I huff out a short, humorless laugh.
Funny how no one mentions that I paid for my mom’s treatments out of my own endorsements when the bills piled up.
Or that I stayed quiet when my coach used my name to land his next contract.
Or that firing my manager was the first decision I’ve ever made that wasn’t about keeping someone else comfortable.
But yeah. Sure. Selfish.
My phone buzzes again.
Leo
We need to talk.
Another text follows immediately.
Leo
They’re framing this as you running instead of resetting. If you don’t get ahead of it, Coral Cove becomes “another bad decision.”
Running.
I stare at the word.
Running used to look different for me.
When the headlines got loud or the questions got uncomfortable, I didn’t hide—I indulged.
Flights booked last minute to places where no one asked follow-ups. Hotel rooms bigger than my apartment. People who liked me fast and loud and uncomplicated. Nights that blurred together until the morning felt distant and optional.
I told myself I was blowing off steam. That I’d earned it.
But really, I was numbing. Distracting. Filling space so I didn’t have to think about why being alone felt easier than being seen.
Pleasure was cleaner than accountability. Applause was safer than trust.
I glance around the rental—the pastel walls, the stupid seashell lamp, the cat now loafed on the couch like it’s her place, I just happen to be here.
This doesn’t feel like running.
This feels like finally breathing.
I type a response. Delete it, then type again.
It’s fine. Let it cool.
Three dots appear. Disappear. Reappear.
Leo
Connor, you don’t get unlimited grace right now. You walked away from your coach, your manager, and everyone who built their income around you in the same week. People are going to assume the worst.
I lock my phone and toss it onto the couch.
Because the worst part?
For the first time in my life, I don’t regret it.
I click to the next saved video without thinking.
Whitney’s NCAA championship highlights reel video loads. It’s a mashup of her events—100M freestyle, 100M butterfly, and individual medleys at both 200 and 400 meter distances.
The clip finishes on the home stretch of the 400IM. She destroys the field in her last fifty meters, her split something outrageous. She touches the wall and rips her goggles off with a feral grin like she knew the outcome before the starting beep.

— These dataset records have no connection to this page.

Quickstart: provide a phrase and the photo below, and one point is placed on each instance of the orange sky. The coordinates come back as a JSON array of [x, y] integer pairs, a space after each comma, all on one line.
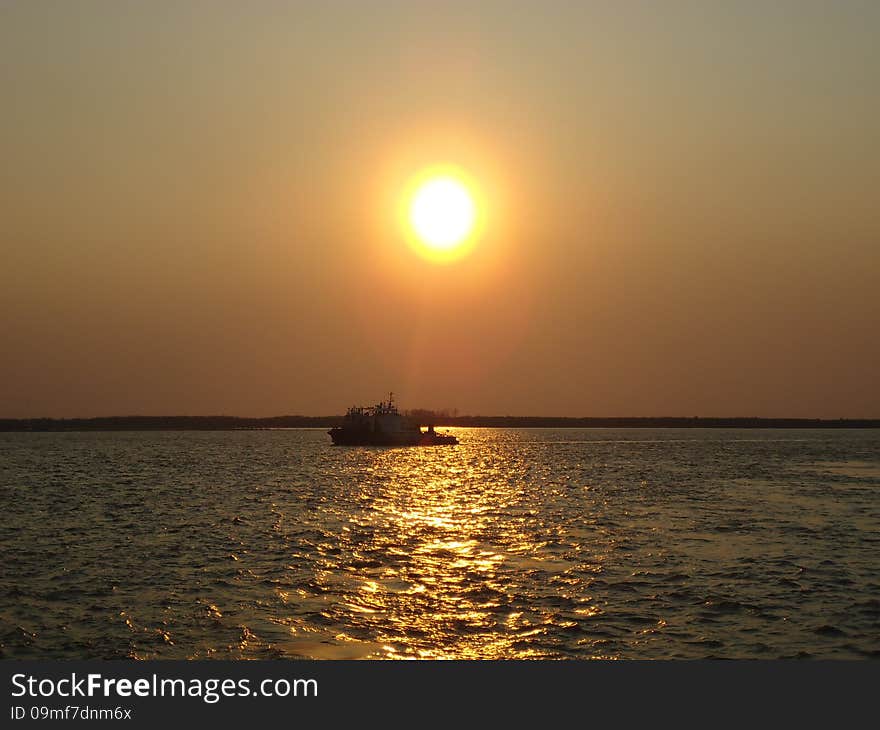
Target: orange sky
[[198, 208]]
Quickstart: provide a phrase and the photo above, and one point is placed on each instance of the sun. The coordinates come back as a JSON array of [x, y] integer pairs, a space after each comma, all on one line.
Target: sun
[[442, 214]]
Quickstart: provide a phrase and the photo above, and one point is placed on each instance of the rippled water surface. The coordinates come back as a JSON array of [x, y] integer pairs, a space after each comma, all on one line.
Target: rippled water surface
[[516, 543]]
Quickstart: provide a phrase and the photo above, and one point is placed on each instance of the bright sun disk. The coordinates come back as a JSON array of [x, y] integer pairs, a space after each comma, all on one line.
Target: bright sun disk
[[442, 213]]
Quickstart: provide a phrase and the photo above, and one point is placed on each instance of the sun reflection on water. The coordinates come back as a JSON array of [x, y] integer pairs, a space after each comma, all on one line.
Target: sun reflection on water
[[437, 561]]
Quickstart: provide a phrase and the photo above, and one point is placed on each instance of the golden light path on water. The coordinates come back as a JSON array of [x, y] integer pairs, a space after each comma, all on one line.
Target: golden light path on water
[[436, 553], [516, 543]]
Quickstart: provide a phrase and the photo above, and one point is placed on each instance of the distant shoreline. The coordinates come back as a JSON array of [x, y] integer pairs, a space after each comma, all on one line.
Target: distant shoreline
[[233, 423]]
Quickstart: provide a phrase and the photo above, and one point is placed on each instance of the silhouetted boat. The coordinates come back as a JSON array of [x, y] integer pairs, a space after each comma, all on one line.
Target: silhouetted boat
[[383, 425]]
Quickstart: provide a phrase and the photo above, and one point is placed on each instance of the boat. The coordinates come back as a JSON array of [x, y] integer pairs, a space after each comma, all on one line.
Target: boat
[[383, 425]]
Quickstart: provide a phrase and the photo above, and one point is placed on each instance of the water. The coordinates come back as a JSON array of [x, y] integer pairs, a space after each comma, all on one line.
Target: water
[[516, 543]]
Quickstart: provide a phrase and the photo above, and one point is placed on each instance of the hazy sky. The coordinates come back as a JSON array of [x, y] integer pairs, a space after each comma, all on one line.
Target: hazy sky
[[198, 200]]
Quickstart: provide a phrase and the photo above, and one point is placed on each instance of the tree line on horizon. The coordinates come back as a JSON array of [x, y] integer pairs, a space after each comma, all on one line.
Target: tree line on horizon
[[426, 417]]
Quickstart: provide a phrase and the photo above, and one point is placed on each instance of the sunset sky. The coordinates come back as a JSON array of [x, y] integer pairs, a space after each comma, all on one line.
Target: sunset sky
[[200, 207]]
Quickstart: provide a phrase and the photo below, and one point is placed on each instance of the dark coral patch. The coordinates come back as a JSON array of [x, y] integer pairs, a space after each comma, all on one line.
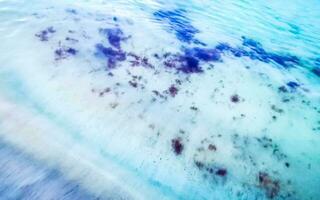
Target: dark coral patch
[[270, 186], [173, 90], [255, 51], [204, 54], [316, 71], [45, 34], [113, 56], [177, 146], [293, 85], [64, 52], [179, 23], [235, 98], [182, 63], [221, 172], [114, 36]]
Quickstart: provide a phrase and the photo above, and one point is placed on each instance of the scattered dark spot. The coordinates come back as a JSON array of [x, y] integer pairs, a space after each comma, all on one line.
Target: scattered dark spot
[[72, 39], [173, 90], [271, 187], [45, 34], [199, 164], [287, 164], [316, 71], [133, 84], [194, 108], [179, 23], [293, 85], [112, 55], [177, 146], [283, 89], [114, 36], [276, 109], [204, 54], [221, 172], [212, 147], [235, 98], [64, 52], [71, 11]]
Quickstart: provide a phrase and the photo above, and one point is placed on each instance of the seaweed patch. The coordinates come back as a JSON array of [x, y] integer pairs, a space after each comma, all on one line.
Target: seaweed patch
[[64, 52], [177, 146], [44, 35], [114, 36], [179, 23], [112, 56]]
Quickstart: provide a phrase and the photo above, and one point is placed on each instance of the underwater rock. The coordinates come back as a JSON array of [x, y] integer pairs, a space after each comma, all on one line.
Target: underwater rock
[[113, 56], [45, 34], [114, 36], [179, 23], [64, 52]]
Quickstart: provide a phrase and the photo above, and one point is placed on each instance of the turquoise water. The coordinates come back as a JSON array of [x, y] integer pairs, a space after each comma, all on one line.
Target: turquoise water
[[159, 99]]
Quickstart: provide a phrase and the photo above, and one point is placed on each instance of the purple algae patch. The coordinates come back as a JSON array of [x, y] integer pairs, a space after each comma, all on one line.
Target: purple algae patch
[[112, 56], [179, 24], [255, 51], [204, 54], [316, 71], [64, 52], [293, 85], [114, 36], [177, 146], [44, 35]]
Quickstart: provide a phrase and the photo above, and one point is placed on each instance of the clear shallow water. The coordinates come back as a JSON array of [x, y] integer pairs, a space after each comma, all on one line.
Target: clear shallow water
[[159, 100]]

I’ve watched this clip a dozen times. Maybe more. Watched each individual race as well.
Studying her kick tempo. Her turn speed. Her finish mechanics.
That’s the excuse I’ve given myself anyway.
But the truth sits lower in my ribs…watching Whitney swim is the closest thing I’ve felt to joy in months. It’s unfair how effortless she makes fast look.
“I know,” I tell the cat, who hasn’t made a sound, but is staring like she can tell my pulse just changed. “Shut up.”
I snap the laptop shut before I can hit replay for the thirteenth time. The cat blinks at me like she’d already tallied the count.
There was a time when this kind of restlessness would’ve sent me looking for noise.
A flight. A party. A body to disappear into for the night.
It always worked. Until it didn’t.
Now I just sit here, coffee cooling on the table, a stray cat judging my life choices, and the unsettling awareness that I don’t actually want any of the things that used to fix this feeling.